A serious problem encountered in virtually every aspect of the nuclear industry is the generation of low level radioactive liquid waste, generally referred to as "radwaste". One common expedient for handling such liquid radwaste in accordance with Federal regulations is to solidify the same in sealed metal drums or containers for burial in a proper underground depository. The three most widely known matrixes for solidifying liquid wastes are cement, urea formaldehyde (UF) and bitumen. However, improper solidification with any of these matrixes can lead to incomplete binding of the liquid or result in the subsequent formation of liquid on the top surface of the solidified portion following the initial set.
Generally, the present industry method of verifying the absence of free liquid under the American National Standard Institute (ANSI) guidelines is by visual examination and extensive destructive internal sectioning and examination of representative drums of the solid. Any appreciable change in formulation of the solidification process requires new testing. However, the destructive testing of a small number of representative solidified radwaste samples, because of their highly variable nature, cannot accurately verify the presence or absence of liquids within all the sealed solid waste containers. Moreover, this destructive testing procedure is slow and exposes the solid radioactive waste which must be re-contained prior to disposal. Furthermore, the opening of sealed radwaste containers is illegal in most states except under strict government audited and monitored conditions.
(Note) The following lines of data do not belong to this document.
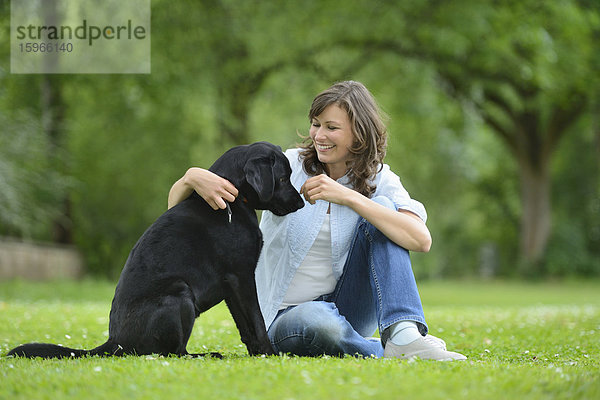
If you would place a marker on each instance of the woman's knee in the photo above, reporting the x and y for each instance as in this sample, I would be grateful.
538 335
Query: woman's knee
311 328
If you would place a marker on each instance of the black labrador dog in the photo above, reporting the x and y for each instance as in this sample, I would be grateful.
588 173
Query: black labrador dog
190 259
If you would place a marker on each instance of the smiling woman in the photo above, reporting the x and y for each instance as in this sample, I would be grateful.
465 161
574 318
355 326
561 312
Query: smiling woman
332 273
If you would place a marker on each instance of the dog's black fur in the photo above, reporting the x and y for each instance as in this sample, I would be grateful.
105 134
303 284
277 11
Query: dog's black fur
191 259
In light of the above, it can be appreciated that there is a need to develop a technique for nondestructively testing sealed radwaste containers to quickly and accurately verify the absence or presence of free liquid therein. A technique for determining free liquids in radwaste containers has been developed for small waste drums, i.e., drums of approximately 55 gallon capacities, and is described in an article entitled "Detection of Free Liquid in Sealed Containers Simulating Drums of Solidified Radioactive Liquid Waste" by Greenhalgh et al presented at the 3rd International Conference on Nondestructive Evaluation In The Nuclear Industry (1980), pp. 667-681. Basically, one of the procedures disclosed therein involves the application of heat at a constant rate for a predetermined time to an exterior surface of a closed radwaste container or drum. When the heat input is terminated, the surface temperature of the drum begins to decrease. If water is present adjacent the drum surface, the surface temperature of the drum in that region will fall faster than if backed by solids. Thus, after terminating the heat input, the surface temperature of the drum is quickly mapped or scanned by an infrared scanning camera. The mapped temperatures show up in different shades of light corresponding to differences of heat conductivity of the physically different materials, such as liquids and solids, in the drum.
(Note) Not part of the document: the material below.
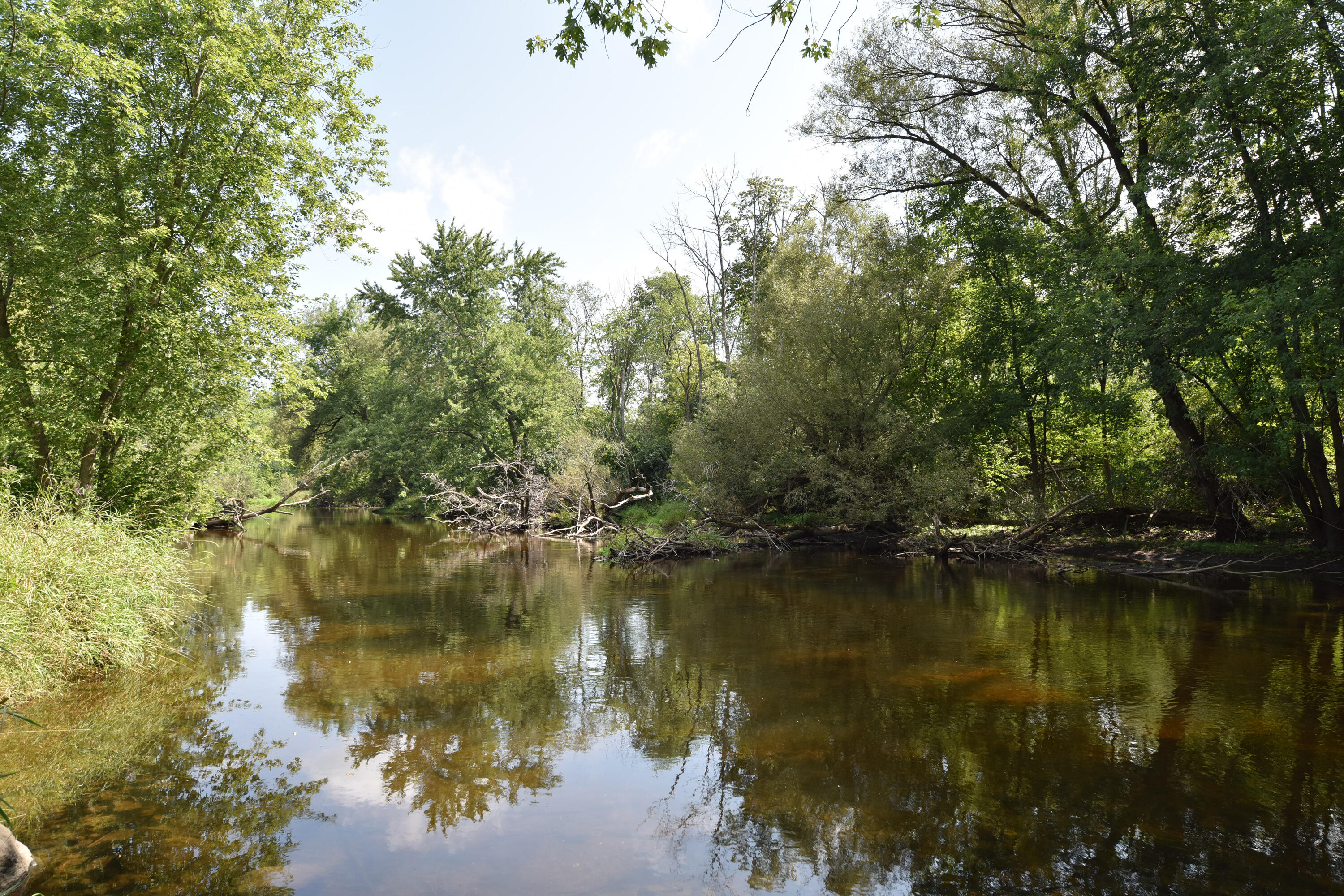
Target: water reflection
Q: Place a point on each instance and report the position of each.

The other procedure described in the above article involves heating the container with a temperature sensitive thermal image transducer having a transparent backing. The transducer is equipped with metal foil heating elements coated with a thermally sensitive phospher that exhibits a thermal image through the transparent backing in accordance with the heat absorption characteristics of the materials contained in the drum, thereby distinguishing between liquids and solids. In both procedures described above, the drums can be tilted to detect and measure any liquids disposed on the top surface of the solid.
While these techniques admirably serve their purposes on the smaller 55 gallon containers, which have wall thicknesses ranging from 1.087 to 1.519 millimeters, they are not satisfactory in detecting free liquids in the larger containers, such as the 50 cubic feet (374 gallons) radwaste containers having wall thicknesses of at least 6.35 millimeters. These larger wall thicknesses preclude reliable detection of the differences in heat conductivity between the solids and liquids behind the container walls. Thus, there is no known nondestructive method for determining free liquids in large waste containers of the 50 cubic feet and larger capacities.